Avoidant/restrictive food intake disorder (ARFID) is characterized by restrictive eating unrelated to concerns about body weight or shape. Individuals with ARFID avoid specific foods according to colour or texture, restrict intake after an adverse experience (e.g., choking, vomiting), or have diminished interest in eating that can lead to substantial weight loss.

ARFID usually develops in early childhood, when picky and unusual eating habits are common and often considered normal. The disorder develops more frequently in youth with neurodevelopmental disorders, including autism spectrum disorder and certain mental health disorders such as anxiety.

ARFID may lead to nutritional deficiencies, poor growth, delayed puberty, amenorrhea, vitamin and mineral deficiency, weakened bones and muscles, and psychosocial impairment.

Assessment

Evaluating a possible eating disorder should rule out other conditions, such as hyperthyroidism, hypothyroidism, or gastrointestinal conditions (e.g., Crohn’s disease).
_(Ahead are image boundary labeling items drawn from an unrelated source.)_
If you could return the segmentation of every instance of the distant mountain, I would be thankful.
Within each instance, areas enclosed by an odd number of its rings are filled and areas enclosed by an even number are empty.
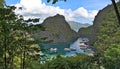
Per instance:
[[[68,24],[70,25],[71,29],[73,29],[76,32],[78,32],[79,29],[82,28],[82,27],[90,26],[90,24],[88,24],[88,23],[82,24],[82,23],[78,23],[78,22],[75,22],[75,21],[68,21]]]
[[[36,32],[34,34],[36,39],[47,37],[47,40],[58,43],[69,42],[77,36],[77,33],[66,22],[65,17],[59,14],[46,18],[42,25],[45,27],[45,31]]]

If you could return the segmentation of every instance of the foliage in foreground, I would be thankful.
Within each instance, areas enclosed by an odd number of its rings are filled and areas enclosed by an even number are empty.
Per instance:
[[[58,56],[56,59],[42,64],[40,69],[97,69],[94,58],[87,55],[77,55],[72,57]]]

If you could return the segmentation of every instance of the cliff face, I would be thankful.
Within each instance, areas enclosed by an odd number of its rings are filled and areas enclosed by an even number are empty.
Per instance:
[[[117,5],[118,7],[120,6],[119,3]],[[92,26],[79,30],[78,36],[90,37],[91,43],[94,43],[102,39],[103,36],[110,37],[110,34],[114,34],[113,31],[115,28],[117,29],[117,25],[118,22],[114,8],[112,5],[108,5],[98,12]],[[105,39],[105,37],[103,37],[103,39]]]
[[[47,37],[47,40],[52,40],[53,43],[69,42],[76,37],[76,32],[73,31],[62,15],[55,15],[44,20],[42,25],[45,31],[38,31],[34,34],[36,39]]]
[[[93,26],[83,27],[79,29],[77,36],[92,39],[92,31]]]
[[[88,27],[90,26],[90,24],[88,23],[78,23],[78,22],[75,22],[75,21],[69,21],[68,24],[70,25],[71,29],[73,29],[74,31],[78,32],[80,28],[85,28],[85,27]]]

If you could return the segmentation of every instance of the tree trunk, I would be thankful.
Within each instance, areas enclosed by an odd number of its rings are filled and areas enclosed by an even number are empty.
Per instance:
[[[116,3],[115,3],[115,0],[111,0],[111,1],[112,1],[113,6],[114,6],[115,13],[116,13],[116,16],[117,16],[117,19],[118,19],[118,23],[119,23],[119,26],[120,26],[120,14],[119,14],[117,5],[116,5]]]
[[[6,53],[7,53],[7,38],[6,38],[6,27],[5,27],[5,25],[3,25],[3,32],[4,32],[4,41],[3,41],[3,43],[4,43],[4,68],[5,69],[7,69],[7,55],[6,55]]]

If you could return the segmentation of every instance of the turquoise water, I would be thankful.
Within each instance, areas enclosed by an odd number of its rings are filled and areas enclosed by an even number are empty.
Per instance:
[[[80,41],[81,39],[78,38],[75,42],[68,44],[68,43],[49,43],[49,44],[42,44],[43,48],[46,49],[46,52],[43,52],[47,55],[64,55],[64,56],[74,56],[77,53],[85,53],[84,50],[80,49]],[[56,51],[50,51],[51,48],[56,48]],[[65,48],[74,48],[75,51],[65,51]]]

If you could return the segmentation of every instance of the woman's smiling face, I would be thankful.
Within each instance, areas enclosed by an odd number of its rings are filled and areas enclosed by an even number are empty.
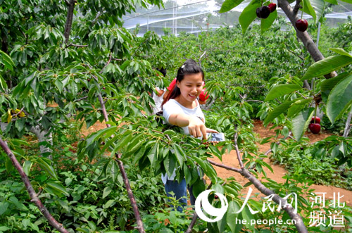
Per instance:
[[[203,90],[203,75],[201,73],[186,75],[181,82],[177,81],[177,85],[181,91],[180,103],[189,107]]]

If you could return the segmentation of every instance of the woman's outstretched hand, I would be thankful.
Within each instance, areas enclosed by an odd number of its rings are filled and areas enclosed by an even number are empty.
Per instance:
[[[203,139],[206,139],[206,127],[204,122],[199,118],[192,116],[189,119],[188,130],[189,134],[194,137],[203,136]]]

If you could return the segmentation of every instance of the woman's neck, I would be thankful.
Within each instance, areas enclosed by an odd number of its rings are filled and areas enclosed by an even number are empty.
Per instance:
[[[197,106],[197,101],[196,100],[194,101],[193,102],[189,102],[187,101],[184,101],[180,96],[176,97],[174,99],[175,101],[177,101],[180,104],[181,104],[182,106],[184,108],[193,109]]]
Early identification of eating disorders is associated with improved clinical outcomes and faster recovery. However, diagnosis is often delayed because individuals may be hesitant to seek help, and parents and healthcare providers may not recognize signs of eating disorders. If an eating disorder is suspected, particularly alongside other mental health conditions such as anxiety and depression, a referral for a comprehensive psychiatric evaluation is advised.

Treatment

Psychological and pharmacologic treatments are used for eating disorders. Treatment settings range from outpatient sessions to structured programs with meal supervision to inpatient programs. The choice of treatment setting depends on the severity of symptoms, vital signs, laboratory results, age, eating disorder diagnosis, suicidality, previous treatment response, cost, and availability. Treatment involves a multidisciplinary clinical team (e.g., primary care clinician, therapist, dietitian).

Conclusions

Eating disorders affect 2% to 5% of individuals worldwide during their lifetime, with a higher prevalence in females. Eating disorders can cause weight changes, electrolyte imbalances, bradycardia, reproductive hormonal disturbances, and decreased bone density. They are associated with an increased risk of depression, anxiety, and suicide attempts. Treatments for eating disorders include nutritional support, psychotherapy, and pharmacotherapy.